How can I optimize this query? Any advise hints and tips would be much appreciated.
I guess you hope to retrieve localities matching a user-furnished incomplete search string, then join the administrative jurisdictions to provide a more informative autocomplete feature.
The trick here is retrieving the candidate localities quickly. A subquery like this will do the trick.
SELECT geonameid, preferredname, admin1, admin2, admin3, admin4
FROM geonames
WHERE feature_class IN ('P', 'A')
AND preferredname LIKE 'preston%'
This is the heart of your lookup operation. It can be accelerated by a compound covering index on
CREATE INDEX lookup1
ON geonames(feature_class, preferredname, admin1, admin2, admin3, admin4);
Try this query. See if it's fast enough for you (subsecond). If it isn't try this variant:
SELECT geonameid, preferredname, admin1, admin2, admin3, admin4
FROM geonames
WHERE feature_class ='P'
AND preferredname LIKE 'preston%'
UNION ALL
SELECT geonameid, preferredname, admin1, admin2, admin3, admin4
FROM geonames
WHERE feature_class ='A'
AND preferredname LIKE 'preston%'
MySQL's query planner can random access the index to the first eligible row, then retrieve everything it needs by scanning the index sequentially.

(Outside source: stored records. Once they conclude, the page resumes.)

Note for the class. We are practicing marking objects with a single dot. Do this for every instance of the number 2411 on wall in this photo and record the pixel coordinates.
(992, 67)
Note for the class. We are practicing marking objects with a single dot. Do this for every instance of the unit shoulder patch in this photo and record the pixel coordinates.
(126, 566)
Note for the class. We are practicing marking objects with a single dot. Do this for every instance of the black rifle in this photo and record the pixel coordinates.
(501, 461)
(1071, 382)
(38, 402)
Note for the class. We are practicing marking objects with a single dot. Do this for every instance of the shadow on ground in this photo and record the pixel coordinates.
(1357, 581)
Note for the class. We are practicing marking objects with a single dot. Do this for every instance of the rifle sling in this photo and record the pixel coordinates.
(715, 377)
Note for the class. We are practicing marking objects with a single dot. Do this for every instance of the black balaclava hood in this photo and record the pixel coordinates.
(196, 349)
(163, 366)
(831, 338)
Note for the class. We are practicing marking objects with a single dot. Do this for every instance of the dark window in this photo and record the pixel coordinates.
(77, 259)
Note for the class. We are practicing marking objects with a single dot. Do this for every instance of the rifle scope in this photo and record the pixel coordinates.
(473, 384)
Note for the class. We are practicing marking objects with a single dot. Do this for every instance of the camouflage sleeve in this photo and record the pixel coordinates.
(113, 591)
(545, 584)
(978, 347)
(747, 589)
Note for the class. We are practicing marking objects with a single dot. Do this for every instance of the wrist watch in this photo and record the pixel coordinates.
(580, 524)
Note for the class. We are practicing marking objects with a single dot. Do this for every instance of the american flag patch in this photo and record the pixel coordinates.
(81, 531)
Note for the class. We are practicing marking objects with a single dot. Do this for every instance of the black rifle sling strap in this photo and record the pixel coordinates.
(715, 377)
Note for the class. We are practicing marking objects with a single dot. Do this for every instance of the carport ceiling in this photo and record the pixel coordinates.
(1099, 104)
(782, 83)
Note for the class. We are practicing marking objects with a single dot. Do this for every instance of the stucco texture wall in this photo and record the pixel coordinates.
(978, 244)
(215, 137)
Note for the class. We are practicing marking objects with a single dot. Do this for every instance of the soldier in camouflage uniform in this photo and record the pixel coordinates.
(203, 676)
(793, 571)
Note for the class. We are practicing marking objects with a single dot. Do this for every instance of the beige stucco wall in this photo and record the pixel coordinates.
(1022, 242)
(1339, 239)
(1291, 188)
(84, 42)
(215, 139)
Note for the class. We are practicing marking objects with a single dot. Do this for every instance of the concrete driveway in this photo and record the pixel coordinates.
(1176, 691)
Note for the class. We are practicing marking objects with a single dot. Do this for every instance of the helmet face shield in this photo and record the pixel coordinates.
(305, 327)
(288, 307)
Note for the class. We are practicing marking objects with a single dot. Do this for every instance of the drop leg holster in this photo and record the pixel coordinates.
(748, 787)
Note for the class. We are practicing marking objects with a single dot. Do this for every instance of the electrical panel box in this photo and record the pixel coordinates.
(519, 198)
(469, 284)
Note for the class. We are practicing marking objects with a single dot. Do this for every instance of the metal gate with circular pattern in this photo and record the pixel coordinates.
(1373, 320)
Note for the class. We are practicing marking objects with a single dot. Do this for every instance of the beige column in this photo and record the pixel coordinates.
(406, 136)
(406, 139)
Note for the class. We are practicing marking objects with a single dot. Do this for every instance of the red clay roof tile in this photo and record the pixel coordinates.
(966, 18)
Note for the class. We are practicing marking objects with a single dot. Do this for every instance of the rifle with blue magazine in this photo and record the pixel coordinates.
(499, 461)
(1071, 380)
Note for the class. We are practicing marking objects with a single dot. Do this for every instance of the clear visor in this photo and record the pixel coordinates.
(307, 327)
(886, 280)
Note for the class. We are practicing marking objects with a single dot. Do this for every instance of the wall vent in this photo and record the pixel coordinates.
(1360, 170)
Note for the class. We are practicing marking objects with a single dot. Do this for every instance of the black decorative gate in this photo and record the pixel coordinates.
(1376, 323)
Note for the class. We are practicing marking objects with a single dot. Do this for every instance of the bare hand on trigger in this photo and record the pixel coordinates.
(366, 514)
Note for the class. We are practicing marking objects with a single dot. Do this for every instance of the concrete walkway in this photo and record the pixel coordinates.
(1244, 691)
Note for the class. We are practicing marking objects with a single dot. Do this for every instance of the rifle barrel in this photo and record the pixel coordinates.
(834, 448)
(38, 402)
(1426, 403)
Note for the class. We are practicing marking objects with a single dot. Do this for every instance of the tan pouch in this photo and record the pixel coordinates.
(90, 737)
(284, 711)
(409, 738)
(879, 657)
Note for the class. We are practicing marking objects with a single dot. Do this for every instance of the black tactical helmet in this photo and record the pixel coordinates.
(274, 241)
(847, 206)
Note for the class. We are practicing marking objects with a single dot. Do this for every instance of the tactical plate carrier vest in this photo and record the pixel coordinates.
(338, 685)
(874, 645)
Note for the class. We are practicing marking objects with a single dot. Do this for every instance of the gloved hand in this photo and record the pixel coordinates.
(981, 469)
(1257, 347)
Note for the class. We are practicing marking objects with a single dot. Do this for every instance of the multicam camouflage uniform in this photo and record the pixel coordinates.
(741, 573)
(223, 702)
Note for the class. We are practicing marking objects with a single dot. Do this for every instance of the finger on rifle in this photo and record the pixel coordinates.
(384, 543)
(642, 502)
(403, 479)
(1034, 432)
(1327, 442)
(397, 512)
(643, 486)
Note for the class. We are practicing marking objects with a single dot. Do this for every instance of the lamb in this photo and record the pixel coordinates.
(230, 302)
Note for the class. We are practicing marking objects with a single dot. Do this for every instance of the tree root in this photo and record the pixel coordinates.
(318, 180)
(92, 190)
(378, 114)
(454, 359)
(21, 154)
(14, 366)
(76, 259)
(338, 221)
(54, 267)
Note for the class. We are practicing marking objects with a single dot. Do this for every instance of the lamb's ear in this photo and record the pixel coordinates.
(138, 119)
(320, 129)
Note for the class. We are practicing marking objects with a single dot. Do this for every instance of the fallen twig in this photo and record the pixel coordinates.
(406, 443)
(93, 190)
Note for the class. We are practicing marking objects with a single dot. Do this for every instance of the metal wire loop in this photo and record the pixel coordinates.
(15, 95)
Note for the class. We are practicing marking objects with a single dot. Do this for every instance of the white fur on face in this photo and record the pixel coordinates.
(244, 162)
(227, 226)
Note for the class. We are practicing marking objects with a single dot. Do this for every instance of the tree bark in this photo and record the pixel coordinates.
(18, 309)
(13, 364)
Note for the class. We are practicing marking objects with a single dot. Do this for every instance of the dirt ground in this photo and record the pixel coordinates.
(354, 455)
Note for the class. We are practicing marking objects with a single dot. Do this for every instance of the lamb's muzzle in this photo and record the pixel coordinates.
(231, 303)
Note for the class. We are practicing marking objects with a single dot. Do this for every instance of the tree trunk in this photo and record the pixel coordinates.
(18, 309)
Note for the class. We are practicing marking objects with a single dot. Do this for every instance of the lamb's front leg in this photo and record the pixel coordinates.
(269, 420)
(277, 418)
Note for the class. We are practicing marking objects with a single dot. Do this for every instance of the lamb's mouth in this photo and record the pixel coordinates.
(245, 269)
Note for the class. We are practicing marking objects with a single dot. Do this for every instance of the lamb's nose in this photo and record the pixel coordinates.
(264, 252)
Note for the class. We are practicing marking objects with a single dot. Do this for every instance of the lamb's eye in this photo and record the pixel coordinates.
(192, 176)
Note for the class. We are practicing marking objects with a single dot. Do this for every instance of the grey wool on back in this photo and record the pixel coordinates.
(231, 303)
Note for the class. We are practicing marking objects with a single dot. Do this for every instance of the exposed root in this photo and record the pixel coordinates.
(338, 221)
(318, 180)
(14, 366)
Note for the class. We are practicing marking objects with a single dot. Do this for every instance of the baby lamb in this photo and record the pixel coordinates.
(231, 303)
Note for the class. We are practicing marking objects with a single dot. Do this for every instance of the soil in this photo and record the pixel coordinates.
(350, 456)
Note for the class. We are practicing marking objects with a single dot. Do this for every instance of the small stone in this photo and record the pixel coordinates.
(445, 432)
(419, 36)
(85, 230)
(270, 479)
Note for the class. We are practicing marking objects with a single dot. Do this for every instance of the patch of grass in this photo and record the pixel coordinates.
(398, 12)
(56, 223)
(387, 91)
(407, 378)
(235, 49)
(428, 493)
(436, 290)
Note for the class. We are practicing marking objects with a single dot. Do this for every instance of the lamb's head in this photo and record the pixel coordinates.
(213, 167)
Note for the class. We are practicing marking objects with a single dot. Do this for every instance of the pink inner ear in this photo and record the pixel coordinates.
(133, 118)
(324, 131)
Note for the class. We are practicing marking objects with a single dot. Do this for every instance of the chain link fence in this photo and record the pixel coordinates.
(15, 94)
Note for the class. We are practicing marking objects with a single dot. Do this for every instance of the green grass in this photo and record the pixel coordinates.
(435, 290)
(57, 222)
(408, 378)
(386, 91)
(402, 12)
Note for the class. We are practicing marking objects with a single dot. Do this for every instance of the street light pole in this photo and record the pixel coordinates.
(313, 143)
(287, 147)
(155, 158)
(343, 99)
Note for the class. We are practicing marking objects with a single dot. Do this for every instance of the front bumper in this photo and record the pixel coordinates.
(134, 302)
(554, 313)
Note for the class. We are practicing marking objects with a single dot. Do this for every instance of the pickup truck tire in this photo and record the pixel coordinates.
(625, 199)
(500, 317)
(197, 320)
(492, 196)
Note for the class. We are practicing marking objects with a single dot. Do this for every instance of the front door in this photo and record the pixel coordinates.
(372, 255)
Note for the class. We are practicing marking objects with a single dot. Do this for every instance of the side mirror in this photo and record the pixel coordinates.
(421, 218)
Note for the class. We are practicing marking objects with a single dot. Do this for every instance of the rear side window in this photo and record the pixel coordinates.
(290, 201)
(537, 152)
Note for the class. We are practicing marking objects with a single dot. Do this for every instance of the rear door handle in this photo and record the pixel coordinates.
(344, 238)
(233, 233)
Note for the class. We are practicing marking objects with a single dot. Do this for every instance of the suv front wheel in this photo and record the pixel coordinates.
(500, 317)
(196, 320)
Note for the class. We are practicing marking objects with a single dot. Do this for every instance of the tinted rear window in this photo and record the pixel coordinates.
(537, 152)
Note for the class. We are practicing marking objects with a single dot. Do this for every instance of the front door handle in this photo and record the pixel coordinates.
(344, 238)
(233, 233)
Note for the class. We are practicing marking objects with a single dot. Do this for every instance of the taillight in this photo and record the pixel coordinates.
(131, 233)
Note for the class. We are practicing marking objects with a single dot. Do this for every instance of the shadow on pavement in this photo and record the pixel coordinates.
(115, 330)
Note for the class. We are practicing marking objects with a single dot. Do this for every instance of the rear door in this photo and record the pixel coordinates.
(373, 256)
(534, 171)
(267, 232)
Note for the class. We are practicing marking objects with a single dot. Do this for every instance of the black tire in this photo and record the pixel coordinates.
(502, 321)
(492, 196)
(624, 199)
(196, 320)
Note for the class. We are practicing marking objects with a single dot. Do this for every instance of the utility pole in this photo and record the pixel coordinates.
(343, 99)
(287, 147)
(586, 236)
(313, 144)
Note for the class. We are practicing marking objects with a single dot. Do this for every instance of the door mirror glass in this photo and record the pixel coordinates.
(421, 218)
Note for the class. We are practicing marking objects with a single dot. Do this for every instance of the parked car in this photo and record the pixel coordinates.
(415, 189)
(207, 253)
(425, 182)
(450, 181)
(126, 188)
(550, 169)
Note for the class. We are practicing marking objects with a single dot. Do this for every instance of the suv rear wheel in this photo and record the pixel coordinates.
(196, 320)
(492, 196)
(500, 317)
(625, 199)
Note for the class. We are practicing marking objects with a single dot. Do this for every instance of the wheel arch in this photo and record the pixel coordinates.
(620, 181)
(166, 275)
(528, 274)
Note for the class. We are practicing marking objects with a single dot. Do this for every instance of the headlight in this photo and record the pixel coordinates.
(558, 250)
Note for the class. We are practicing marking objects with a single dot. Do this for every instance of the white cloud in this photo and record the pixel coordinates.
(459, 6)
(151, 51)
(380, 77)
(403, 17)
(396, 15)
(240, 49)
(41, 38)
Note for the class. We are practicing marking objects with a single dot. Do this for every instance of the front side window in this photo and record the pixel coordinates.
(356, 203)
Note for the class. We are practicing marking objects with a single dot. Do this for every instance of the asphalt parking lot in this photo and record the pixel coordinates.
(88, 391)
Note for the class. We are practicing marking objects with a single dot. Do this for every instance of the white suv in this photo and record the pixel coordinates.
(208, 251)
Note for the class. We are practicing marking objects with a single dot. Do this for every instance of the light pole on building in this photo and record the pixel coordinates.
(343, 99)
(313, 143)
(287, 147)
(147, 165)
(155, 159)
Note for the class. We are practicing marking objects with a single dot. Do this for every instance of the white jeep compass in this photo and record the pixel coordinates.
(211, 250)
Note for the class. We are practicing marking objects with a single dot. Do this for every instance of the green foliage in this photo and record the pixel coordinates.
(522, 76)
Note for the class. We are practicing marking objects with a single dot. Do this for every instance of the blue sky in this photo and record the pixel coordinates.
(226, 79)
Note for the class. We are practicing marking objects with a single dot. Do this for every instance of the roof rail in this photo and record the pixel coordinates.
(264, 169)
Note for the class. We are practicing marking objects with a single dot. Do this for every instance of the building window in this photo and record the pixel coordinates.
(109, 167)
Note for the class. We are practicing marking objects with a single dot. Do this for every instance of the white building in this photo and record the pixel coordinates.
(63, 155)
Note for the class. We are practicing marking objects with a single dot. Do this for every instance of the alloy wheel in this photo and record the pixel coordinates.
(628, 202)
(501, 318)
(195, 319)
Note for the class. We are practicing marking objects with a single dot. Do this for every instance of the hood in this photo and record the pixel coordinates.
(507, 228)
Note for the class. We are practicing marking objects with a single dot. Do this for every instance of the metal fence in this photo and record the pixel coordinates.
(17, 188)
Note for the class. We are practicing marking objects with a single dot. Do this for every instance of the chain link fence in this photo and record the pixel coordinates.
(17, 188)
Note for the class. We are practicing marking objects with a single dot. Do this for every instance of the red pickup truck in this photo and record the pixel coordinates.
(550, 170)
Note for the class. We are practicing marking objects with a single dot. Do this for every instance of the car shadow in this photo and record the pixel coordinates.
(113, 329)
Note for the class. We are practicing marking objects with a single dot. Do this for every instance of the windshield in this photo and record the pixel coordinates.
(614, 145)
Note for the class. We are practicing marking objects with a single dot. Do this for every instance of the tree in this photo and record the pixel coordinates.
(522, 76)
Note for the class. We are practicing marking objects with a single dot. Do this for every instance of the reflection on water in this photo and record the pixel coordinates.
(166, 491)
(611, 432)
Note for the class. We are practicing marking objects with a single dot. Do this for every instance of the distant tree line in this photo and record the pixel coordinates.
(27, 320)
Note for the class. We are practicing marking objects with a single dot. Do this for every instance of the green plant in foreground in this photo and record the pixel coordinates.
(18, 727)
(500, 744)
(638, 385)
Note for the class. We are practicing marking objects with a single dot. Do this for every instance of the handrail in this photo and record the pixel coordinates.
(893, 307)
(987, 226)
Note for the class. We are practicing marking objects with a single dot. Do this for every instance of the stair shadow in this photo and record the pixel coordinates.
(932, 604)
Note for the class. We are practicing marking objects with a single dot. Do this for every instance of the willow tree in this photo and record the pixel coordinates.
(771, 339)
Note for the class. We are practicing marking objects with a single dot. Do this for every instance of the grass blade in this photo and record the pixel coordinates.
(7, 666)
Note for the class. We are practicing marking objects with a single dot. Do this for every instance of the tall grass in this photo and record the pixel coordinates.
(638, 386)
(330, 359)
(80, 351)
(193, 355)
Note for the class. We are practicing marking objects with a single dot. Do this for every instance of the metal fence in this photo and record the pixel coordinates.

Then, you use that subquery's result set in your JOIN operation. Now, you only have to process a modest number of relevant rows in the join, rather than the whole mess.
SELECT t0.preferredname,
t4.preferredname AS town,
t3.preferredname AS county,
t2.preferredname AS district,
t1.preferredname AS admin1,
MIN(t0.geonameid) geonameid
FROM (
SELECT geonameid, preferredname, admin1, admin2, admin3, admin4
FROM geonames
WHERE feature_class IN ='P'
AND preferredname LIKE 'preston%'
UNION ALL
SELECT geonameid, preferredname, admin1, admin2, admin3, admin4
FROM geonames
WHERE feature_class ='A'
AND preferredname LIKE 'preston%'
) t0
LEFT JOIN geoname t1 ON t1.admin1 = t0.admin1 AND t1.feature_code = 'ADM1'
LEFT JOIN geoname t2 ON t2.admin2 = t0.admin2 AND t2.feature_code = 'ADM2'
LEFT JOIN geoname t3 ON t3.admin3 = t0.admin3 AND t3.feature_code = 'ADM3'
LEFT JOIN geoname t4 ON t4.admin4 = t0.admin4 AND t4.feature_code = 'ADM4'
GROUP BY t0.preferredname,
t4.preferredname,
t3.preferredname,
t2.preferredname,
t1.preferredname
Pro tip: Lots of single-column indexes rarely accelerate queries with multiple filtering conditions, especially with range filters such as LIKE 'something%'
. Appropriate multi-column indexes are much more helpful.